En su primera semana en la demandada presidencia, De la Espriella impulsó una serie de medidas que marcan un giro radical con respeto a la línea seguida por su antecesor, el humanista Gustavo Petro: continúa el acercamiento a Israel iniciado durante la campaña y, entre otros pasos, se apostó por reforzar la relación con Washington.
Acercamiento a Israel y desafío a Oriente Medio
Siendo presidente electo, De la Esperilla acordó con Israel restablecer las relaciones diplomáticas, suspendidas desde mayo de 2024 por decisión de Petro en medio de la ocupación a la Franja de Gaza.
En consonancia con ese acercamiento, el lunes, el día en el que el sismo de magnitud 7,4 estremeció al país sudamericano, Abelardo, reconoció la soberanía de Israel sobre los Altos del Golán, un territorio de Siria que se encuentra bajo ocupación, según la ONU, convirtiéndose en el segundo país del mundo en dar ese paso, después de EE.UU.
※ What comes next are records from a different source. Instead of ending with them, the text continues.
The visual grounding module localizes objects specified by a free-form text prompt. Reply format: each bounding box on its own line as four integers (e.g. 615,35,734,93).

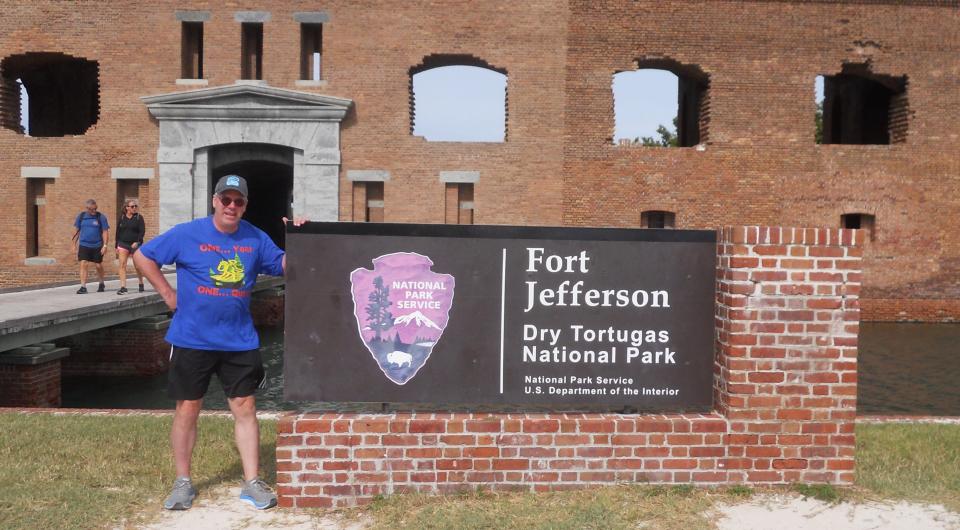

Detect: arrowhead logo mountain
350,252,455,385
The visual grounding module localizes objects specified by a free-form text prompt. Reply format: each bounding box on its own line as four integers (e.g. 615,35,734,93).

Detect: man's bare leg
170,399,203,477
227,396,260,480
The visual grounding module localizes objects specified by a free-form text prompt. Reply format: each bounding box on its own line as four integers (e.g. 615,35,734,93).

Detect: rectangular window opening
300,24,323,81
840,213,876,241
364,182,383,223
240,22,263,79
640,210,676,228
26,179,52,258
814,69,910,145
180,22,203,79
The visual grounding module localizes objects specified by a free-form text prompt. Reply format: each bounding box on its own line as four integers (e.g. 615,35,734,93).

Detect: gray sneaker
240,477,277,510
163,478,197,510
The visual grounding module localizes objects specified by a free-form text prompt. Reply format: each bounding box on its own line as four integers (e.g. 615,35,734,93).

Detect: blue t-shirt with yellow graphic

La movida provocó rechazo en Siria y en otros países de Oriente Medio, entre ellos Egipto, Catar, Arabia Saudita, Jordania, Yemen y Turquía, además de la Liga Árabe, que denunció que se trata de una violación del derecho internacional.
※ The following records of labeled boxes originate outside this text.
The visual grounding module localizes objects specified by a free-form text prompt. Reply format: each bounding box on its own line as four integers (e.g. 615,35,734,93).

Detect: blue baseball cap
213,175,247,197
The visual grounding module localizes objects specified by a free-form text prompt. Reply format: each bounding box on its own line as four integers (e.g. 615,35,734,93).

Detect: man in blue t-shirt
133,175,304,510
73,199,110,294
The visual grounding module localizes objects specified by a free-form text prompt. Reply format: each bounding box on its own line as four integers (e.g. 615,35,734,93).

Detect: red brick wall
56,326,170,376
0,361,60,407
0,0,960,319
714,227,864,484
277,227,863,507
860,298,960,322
Estados Unidos: amigos de nuevo
Otro de los grandes giros se produjo en la relación con EE.UU. que deja atrás la política de distanciamiento llevada adelante por la gestión anterior.
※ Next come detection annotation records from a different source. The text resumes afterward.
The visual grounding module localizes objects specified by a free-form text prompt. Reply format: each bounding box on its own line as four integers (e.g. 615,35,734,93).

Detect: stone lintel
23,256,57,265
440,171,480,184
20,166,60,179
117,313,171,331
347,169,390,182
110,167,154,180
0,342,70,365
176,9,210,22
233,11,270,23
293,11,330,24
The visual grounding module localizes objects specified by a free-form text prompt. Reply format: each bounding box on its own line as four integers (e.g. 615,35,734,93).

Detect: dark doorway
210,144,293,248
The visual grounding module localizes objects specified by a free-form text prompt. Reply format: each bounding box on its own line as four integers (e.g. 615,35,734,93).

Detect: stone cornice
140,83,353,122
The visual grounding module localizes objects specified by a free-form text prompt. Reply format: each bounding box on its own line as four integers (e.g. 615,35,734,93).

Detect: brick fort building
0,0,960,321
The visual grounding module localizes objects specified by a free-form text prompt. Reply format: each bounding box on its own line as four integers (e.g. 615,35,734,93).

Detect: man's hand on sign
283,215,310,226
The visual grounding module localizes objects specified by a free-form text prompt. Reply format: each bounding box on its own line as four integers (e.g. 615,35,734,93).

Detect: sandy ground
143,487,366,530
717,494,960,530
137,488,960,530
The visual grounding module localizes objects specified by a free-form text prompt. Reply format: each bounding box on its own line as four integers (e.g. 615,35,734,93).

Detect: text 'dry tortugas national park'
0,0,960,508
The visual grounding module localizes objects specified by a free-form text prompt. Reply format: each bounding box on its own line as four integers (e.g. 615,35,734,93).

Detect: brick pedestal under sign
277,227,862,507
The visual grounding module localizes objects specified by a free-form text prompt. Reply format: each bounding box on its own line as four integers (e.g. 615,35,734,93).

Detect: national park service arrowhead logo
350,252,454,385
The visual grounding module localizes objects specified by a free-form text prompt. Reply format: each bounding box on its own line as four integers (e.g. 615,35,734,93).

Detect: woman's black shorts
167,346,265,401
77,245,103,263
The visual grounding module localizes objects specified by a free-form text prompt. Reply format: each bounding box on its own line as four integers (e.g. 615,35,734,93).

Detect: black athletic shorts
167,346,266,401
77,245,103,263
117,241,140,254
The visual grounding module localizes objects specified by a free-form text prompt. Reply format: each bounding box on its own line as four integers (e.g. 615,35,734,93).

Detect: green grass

El miércoles, Abelardo de De la Espriella formalizó el ingreso de Colombia al Escudo de las Américas, una coalición militar impulsada por el Gobierno de Donald Trump con el propósito declarado de "combatir a los cárteles del narcotráfico".
En el marco de esta nueva alianza, el Pentágono anunció que Bogotá solicitó la realización de operativos militares conjuntos para "destruir terroristas y redes terroristas", una posibilidad que generó reacciones en el Congreso colombiano, desde donde advirtieron que un eventual ingreso de tropas al territorio nacional requeriría su autorización previa.
¿Sirven solo los que piensan igual?
El nuevo rumbo de la política, de acuerdo con lo que denuncian periodistas y políticos opositores, parece reflejarse incluso en el manejo de la ayuda humanitaria, pues Colombia solo aceptó equipos de rescate de países con administraciones ideológicamente afines: EE.UU., Israel, Ecuador y El Salvador.
Sin embargo, el Gobierno negó que hubiera rechazado ayuda de otras naciones por ideología política. "No hemos excluido a ningún país en términos de los ofrecimientos que nos han hecho. Trabajamos con los países sin ninguna consideración ideológica ni política", dijo el canciller Ómar Bula.